И покатила для Андрюшеньки другая жизнь.
Первое время было трудно, особенно в тюрьме, когда четыре стены, ограничивающие физическую свободу, казалось, сдавливали сознание и душу. В зоне было несколько просторней и в прямом, и переносном смысле: там тоже нашлись музыканты и даже инструментальный ансамбль, куда с радостью приняли нового солиста.
Везде привыкает жить человек: на Северном полюсе и в Антарктиде, в тропических джунглях, в саванне и пустыне. Привык к подневольной жизни и Андрей. Он выучился играть на трубе у пожилого, со вставленным глазом, еврея–флейтиста, сочинял стихи, теперь, правда, больше лагерного толка, разучил несколько классических лагерных песен.
По большим праздникам в столовой исправительно–трудового учреждения начальство устраивало концерты, на которых разрешалось среди песенного репертуара советской эстрады спеть одну–две блатные песни. И Андрей тут уж старался. Кличка Шуруп, казалось, уже начисто забытая за последние годы на воле, каким–то образом преодолела и колючую проволоку, и путанку, и запретную полосу, прочно ввинтившись в Андрея.
— Давай, Шуруп! — кричали зэки, когда он пел «Мурку» или «Гоп–стоп».
— Давай, Свиридов! — кричал замполит учреждения, когда Андрей затягивал жалобную песню о голубоглазой девушке, которая, проводив возлюбленного в неволю, стала ходить по кабакам. Эта песня вышибала слезу не только у замполита и начальника колонии, но и у старого зама по режиму, повидавшего на своем веку не одно поколение арестантов. Андрей и здесь стал всеобщим любимчиком.
Через полтора года после начала срока Андрея освободили из–под стражи и направили на стройки народного хозяйства, на «химию». Еще через полгода Андрей работал каменщиком, жил в общежитии комендатуры, с разрешения начальника посещал репетиции местной музыкальной группы. За хорошее поведение и ударную работу его дважды отпускали в краткосрочный отпуск домой и даже пообещали вскоре освободить подчистую досрочно. Но этому не суждено было сбыться.
Возвращаясь из второго отпуска, Андрей познакомился в поезде с пареньком, который, несмотря на свои двадцать лет, прошел в жизни, как говорят, Крым и рым. Он поведал Андрею о своей жизни, сказав, что ему тоже приходилось бывать в «химиках», хоть и недолго. Едва его успели выпустить из зоны на хоть и «химическую», но свободу, он снова попал за колючку, натворив дел.

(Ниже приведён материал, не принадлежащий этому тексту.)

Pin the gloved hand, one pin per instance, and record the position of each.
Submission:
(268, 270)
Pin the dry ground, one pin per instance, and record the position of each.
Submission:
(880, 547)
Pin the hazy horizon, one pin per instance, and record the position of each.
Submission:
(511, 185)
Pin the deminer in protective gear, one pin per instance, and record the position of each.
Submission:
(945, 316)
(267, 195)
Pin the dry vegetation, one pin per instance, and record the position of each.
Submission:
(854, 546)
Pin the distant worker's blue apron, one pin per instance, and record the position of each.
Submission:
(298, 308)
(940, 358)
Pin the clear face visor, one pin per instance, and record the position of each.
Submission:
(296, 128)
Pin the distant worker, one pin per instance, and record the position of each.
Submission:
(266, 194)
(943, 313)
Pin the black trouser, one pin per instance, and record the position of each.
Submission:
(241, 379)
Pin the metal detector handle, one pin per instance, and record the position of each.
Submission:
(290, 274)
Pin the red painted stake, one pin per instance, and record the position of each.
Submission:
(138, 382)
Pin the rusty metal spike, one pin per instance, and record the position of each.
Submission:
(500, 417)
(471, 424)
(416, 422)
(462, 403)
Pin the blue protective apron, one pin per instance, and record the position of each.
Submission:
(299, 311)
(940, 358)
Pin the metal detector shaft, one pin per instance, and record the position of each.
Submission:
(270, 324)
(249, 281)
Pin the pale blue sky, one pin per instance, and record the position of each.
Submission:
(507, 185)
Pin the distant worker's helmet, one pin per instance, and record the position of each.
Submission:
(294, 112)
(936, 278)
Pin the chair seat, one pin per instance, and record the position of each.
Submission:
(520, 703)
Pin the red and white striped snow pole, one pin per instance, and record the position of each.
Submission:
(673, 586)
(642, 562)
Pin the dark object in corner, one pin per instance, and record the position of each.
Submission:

— Смотри, могут и тебя прикрыть перед самым концом срока, — посочувствовал он.
— Да ну!.. — воскликнул Андрей, но червь сомнения уже заточил, заерзал в его душе.
На вокзале в областном центре он занервничал. Лето дурило голову: то и дело сновали взад–вперед загорелые девочки в коротеньких платьицах, юбчонках и шортиках, рядом била в гранитные плиты ласковой и зовущей волной великая сибирская река, по голубому небу–океану плыли неторопливые белые облака–пароходы, всегда вольные и беззаботные. И все это — девочки, речная волна, облака, вольная летняя суета у железнодорожных касс и на автовокзале — окончательно растеребило Андрею душу, и он, купив в хозяйственном магазине десятилитровую канистру и заполнив ее под завязку пивом, направился по адресу, который дал ему один из его товарищей по зоне, освободившийся год назад и проживающий в этом городе.
Было воскресное утро, и Валерьян оказался дома. Он смотрел по телевизору «Утреннюю почту» и стряпал пельмени.
— Заходи, — сказал он Андрею, протянув для пожатия руку повыше кисти, потому как руки его были в муке, — я один. Жена же, знаешь, сука, не дождалась меня. Сама посадила, сама и не дождалась. Приехал какой–то аспирант и увез ее к себе в деревню. Детей, стерва, моей матери оставила. Ну ладно, девчонке уже семнадцать лет, а пацан–то в шестом только учится. Отправил ребятишек на лето к ней, пусть поживут, к новому папе попривыкнут. Он помоложе, пускай лиха хлебнет. Моя–то скоро тоже родит… так что семейство у них будет обширное.
— А тетя Таня где? — спросил Андрей, имея в виду мать Валерьяна, семидесятилетнюю старушку, жившую вместе с сыном и его детьми.